I purchased a Solidoodle 3 printer a while back, used it a bit then put it aside for about a year.  When I got it back out I could move X Y Z and extrude manually (from the manual control panel).  However, when I sliced an STL file and printed it, the extruder head would move X and Y and the table would move in Z, but it was not extruding any plastic.  I could see extrusion commands in the G-code, but nothing was coming out.

I contacted Soldioodle support and they responded pretty quickly with what I think are standard responses - check this, check that, etc.  I installed the serial driver, got an error message that it may not have installed properly so had it do it over.  Still no printing extrusion.

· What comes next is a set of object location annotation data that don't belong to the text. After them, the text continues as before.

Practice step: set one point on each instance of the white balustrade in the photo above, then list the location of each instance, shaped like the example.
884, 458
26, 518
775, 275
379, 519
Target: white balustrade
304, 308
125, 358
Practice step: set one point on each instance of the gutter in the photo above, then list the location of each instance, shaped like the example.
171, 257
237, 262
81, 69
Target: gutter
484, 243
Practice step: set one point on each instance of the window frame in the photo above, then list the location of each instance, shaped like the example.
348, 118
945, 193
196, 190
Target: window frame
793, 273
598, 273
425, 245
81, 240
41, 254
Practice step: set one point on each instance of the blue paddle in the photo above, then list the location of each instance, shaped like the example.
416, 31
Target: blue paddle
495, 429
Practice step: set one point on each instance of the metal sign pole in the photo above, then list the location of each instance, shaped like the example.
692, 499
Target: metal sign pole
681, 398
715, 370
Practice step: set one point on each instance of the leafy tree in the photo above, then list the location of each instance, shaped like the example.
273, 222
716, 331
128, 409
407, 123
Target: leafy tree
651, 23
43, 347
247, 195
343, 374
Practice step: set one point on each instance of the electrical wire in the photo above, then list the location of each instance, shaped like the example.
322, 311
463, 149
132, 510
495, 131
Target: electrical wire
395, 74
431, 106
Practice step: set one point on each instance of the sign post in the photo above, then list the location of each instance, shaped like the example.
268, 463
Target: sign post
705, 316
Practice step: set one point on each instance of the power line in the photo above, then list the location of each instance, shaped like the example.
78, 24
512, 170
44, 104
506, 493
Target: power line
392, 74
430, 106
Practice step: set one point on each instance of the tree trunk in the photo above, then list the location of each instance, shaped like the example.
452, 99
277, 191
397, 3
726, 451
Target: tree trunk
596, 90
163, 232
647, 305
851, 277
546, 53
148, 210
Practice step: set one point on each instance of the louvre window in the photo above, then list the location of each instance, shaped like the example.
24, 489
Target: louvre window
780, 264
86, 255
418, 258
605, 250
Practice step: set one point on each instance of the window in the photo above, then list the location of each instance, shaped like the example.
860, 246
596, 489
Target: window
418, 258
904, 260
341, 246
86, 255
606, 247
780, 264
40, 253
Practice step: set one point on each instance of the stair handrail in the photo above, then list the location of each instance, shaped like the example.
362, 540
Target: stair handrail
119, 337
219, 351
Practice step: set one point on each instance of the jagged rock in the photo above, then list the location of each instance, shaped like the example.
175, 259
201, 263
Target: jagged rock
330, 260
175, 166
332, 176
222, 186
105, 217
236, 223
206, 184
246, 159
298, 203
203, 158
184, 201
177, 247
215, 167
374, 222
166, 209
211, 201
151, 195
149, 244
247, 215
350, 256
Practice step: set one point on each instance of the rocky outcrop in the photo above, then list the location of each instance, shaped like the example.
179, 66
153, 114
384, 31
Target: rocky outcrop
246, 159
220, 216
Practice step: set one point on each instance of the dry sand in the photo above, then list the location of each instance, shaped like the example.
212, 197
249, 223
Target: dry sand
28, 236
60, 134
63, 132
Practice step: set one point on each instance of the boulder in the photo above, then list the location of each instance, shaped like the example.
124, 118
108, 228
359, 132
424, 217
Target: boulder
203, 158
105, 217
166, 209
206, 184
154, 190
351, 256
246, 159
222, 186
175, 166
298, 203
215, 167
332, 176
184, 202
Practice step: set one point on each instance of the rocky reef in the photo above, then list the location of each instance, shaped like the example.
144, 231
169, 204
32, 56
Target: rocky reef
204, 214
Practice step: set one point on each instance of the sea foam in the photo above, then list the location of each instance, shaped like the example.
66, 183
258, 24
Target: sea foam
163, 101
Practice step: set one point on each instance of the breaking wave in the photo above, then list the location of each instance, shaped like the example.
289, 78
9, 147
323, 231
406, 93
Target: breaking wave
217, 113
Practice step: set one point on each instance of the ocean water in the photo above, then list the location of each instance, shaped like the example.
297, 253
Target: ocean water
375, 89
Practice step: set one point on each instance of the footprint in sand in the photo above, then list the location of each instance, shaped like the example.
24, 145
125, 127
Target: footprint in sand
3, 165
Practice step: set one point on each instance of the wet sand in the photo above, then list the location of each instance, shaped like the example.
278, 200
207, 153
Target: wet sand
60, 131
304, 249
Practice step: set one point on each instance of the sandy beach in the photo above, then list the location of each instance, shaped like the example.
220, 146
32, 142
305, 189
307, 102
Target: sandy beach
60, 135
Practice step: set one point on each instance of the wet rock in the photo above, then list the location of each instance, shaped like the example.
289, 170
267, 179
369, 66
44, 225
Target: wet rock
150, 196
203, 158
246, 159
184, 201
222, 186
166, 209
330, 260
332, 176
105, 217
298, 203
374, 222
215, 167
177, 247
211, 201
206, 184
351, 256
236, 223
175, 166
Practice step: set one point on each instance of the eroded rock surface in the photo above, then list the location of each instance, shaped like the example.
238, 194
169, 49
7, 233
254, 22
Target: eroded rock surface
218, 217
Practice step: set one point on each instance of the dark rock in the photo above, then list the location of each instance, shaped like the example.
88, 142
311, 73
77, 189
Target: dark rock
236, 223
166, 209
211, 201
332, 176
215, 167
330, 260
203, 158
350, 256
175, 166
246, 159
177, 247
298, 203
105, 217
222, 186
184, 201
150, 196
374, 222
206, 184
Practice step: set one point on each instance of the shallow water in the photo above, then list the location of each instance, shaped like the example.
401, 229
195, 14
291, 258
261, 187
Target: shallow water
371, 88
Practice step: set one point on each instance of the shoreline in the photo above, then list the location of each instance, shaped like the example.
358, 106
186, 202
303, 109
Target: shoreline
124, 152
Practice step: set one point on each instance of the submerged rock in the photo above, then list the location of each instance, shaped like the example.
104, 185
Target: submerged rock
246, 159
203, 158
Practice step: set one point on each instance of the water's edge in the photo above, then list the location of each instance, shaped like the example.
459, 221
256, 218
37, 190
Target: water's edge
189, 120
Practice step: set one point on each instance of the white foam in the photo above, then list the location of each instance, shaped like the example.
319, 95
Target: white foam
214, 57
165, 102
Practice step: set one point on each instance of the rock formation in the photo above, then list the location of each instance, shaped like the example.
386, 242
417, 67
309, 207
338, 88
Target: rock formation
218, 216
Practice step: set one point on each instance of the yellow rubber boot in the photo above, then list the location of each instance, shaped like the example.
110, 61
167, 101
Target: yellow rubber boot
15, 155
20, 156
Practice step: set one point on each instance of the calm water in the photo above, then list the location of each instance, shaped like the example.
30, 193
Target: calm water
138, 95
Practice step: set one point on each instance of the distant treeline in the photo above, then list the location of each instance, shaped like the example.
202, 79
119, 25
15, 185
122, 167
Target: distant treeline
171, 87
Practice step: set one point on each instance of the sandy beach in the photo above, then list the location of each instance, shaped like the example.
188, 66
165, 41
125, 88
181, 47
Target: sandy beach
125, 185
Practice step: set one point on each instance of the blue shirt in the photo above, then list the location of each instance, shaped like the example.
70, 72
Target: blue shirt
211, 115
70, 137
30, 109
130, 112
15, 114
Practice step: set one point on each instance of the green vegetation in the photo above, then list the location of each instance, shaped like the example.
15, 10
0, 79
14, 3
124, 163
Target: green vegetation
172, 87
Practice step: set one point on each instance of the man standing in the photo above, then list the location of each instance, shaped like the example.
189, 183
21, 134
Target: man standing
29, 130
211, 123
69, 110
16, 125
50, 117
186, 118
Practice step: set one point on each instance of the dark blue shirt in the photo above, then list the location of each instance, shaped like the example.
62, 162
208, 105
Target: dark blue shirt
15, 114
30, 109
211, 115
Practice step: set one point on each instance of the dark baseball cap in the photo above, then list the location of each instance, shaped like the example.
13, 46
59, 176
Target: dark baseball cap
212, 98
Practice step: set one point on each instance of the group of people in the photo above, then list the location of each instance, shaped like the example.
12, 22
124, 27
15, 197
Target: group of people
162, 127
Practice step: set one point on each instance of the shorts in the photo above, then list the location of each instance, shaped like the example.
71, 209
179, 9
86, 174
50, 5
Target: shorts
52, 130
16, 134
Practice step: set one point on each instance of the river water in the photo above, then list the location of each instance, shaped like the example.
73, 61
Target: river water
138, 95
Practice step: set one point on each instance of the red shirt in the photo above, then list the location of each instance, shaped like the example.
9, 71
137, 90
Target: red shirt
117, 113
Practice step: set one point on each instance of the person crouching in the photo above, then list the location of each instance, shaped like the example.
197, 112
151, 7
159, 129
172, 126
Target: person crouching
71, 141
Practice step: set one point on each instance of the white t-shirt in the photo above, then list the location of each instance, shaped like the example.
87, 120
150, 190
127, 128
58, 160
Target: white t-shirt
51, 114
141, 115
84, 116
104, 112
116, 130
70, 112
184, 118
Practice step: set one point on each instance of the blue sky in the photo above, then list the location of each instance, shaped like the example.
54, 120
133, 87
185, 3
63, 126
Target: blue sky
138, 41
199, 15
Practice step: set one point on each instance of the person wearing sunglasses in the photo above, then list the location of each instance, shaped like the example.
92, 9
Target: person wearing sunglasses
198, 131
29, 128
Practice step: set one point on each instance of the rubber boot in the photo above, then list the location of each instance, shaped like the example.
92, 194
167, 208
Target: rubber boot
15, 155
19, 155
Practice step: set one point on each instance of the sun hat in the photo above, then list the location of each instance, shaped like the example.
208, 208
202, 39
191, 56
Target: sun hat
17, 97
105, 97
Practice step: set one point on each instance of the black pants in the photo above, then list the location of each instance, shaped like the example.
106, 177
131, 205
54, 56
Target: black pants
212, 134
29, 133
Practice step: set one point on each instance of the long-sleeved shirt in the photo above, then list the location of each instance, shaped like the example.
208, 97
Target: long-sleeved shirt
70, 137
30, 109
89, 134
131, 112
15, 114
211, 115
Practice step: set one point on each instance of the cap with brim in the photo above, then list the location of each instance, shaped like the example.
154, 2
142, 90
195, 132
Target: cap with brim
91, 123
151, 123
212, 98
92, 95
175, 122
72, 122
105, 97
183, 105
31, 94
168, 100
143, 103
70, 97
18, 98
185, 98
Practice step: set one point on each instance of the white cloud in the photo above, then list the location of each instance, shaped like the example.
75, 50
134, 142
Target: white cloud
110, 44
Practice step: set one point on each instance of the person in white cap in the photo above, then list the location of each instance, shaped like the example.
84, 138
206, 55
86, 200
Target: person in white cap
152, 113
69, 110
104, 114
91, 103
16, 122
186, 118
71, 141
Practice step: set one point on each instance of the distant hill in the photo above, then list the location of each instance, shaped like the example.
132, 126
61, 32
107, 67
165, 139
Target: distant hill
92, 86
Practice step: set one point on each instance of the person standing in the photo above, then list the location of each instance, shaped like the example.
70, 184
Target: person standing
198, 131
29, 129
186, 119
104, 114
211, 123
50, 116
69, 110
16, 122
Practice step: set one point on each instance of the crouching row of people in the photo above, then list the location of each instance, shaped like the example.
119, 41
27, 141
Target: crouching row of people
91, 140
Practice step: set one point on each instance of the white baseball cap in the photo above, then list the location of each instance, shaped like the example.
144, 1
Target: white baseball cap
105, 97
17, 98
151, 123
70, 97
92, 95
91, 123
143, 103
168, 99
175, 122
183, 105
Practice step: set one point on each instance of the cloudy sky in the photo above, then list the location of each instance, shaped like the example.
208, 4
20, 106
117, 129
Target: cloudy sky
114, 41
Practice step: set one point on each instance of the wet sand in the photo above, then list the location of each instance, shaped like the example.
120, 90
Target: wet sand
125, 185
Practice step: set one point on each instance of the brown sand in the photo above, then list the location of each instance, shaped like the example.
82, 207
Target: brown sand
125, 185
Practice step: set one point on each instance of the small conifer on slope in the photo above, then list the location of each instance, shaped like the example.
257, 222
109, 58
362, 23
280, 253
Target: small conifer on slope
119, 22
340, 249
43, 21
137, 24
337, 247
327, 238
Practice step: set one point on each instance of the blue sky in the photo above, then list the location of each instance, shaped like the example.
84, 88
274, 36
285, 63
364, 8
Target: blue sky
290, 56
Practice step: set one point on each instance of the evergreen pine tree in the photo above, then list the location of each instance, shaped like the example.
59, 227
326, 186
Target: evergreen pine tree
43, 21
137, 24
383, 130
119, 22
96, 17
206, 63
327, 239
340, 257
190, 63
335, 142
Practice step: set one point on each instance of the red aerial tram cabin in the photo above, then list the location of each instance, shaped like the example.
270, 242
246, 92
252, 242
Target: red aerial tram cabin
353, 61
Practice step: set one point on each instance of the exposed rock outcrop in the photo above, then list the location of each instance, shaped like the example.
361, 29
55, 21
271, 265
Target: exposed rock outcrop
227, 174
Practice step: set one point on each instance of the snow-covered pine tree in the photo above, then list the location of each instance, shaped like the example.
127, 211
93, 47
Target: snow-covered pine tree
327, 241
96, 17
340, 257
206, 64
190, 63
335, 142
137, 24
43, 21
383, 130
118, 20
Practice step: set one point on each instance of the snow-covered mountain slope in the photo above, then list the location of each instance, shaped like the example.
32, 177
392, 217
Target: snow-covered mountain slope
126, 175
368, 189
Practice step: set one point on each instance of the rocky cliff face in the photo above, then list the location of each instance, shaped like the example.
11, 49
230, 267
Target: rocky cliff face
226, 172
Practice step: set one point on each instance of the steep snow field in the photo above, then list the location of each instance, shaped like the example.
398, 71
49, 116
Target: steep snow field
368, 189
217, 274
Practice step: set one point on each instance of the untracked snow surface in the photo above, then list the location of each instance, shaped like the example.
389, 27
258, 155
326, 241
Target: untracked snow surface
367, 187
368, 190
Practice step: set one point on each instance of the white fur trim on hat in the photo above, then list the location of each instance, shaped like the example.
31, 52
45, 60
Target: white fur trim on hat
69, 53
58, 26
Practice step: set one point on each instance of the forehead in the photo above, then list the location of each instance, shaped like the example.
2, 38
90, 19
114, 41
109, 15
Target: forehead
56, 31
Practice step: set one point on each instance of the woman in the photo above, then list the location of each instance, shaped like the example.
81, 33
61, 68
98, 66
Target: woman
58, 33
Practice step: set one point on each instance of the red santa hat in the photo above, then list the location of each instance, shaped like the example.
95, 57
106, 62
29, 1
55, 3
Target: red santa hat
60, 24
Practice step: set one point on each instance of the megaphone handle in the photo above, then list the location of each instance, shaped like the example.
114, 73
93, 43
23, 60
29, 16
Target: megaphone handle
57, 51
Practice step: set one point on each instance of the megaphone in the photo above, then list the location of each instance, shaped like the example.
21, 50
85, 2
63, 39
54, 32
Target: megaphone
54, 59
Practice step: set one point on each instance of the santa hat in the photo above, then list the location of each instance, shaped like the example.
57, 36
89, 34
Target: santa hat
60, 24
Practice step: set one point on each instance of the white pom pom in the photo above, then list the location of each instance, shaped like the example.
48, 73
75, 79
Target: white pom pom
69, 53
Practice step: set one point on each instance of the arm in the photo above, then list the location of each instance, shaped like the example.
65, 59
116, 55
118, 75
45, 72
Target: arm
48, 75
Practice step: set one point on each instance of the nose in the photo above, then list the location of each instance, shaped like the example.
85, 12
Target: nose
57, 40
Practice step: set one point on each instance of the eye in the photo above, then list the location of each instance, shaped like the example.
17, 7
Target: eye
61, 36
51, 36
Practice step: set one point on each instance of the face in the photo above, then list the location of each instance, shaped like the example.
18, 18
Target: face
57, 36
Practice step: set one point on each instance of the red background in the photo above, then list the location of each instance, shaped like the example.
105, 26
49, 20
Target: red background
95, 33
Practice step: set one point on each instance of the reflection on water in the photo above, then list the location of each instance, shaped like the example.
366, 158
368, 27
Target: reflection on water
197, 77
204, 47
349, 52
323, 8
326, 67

I re-installed Repetier Host - and now I had a duplicate list of printers.  Selecting the correct one, I was still able to move everything and extrude manually, but no extrusion while printing.

I uninstalled and re-installed everything (still have the duplicate list of printers) and now it will not even move.  Tried it on a different computer, no movement.

I then noticed that on the Manual Control Panel there were messages like "4 commands waiting", and if I tried to move something from the Manual Control Panel the number of commands would increase.

These are the commands on the log:

16:44:07.055 : OpenGL renderer:NVS 3100M/PCIe/SSE2
16:44:07.055 : Using fast VBOs for rendering is possible
16:44:17.085 : Serial com error:System.IO.Ports.SerialErrorReceivedEventArgs
16:44:17.090 : Serial com error:System.IO.Ports.SerialErrorReceivedEventArgs
16:44:17.091 : Serial com error:System.IO.Ports.SerialErrorReceivedEventArgs
16:44:17.099 : Serial com error:System.IO.Ports.SerialErrorReceivedEventArgs

Obviously there is an IO problem but I have no clue on how to solve it.
I used Windows 7 device manager and removed the USB serial interface and re-installed it (by connecting the printer) but still no movement.

I can hear a "clunk" kind of sound whenever I connect the USB cable, and the red light on the printer mother board will light (and is steady) when the USB is connected with or without the main power being connected.

Anyone have any suggestions?

Thanks
Jeff

----------


## raysspl

It sounds like a jammed nozzle. This typically happens when the printer gets used, then idles with the filament. What you need to do is melt the remaining filament from the nozzle. If you can do this manually, it would be good as I don't think the Solidoodle machine may not suffice to preheat the remaining filament. If you can also manually remove -- pick out the filament by longnose pliers -- that would also be good.

Do you see the extruder spinning the gears freely but nothing is getting melted? If so, then it's definitely jammed nozzle. The "clunk" sound you hear is from the extruder gears pushing its best into the hot nozzle but can't since it's more than likely jammed. This has happened to us quite a few times when we've left our printers idling even for a couple of days with the filament on. We've learned that it's best to immediately remove the filament once the print job is complete.

----------


## j_whitney

I have cleared the nozzle, it will manually extrude, just not during the print.  Have not paid attention to the gears - good idea to check that!

----------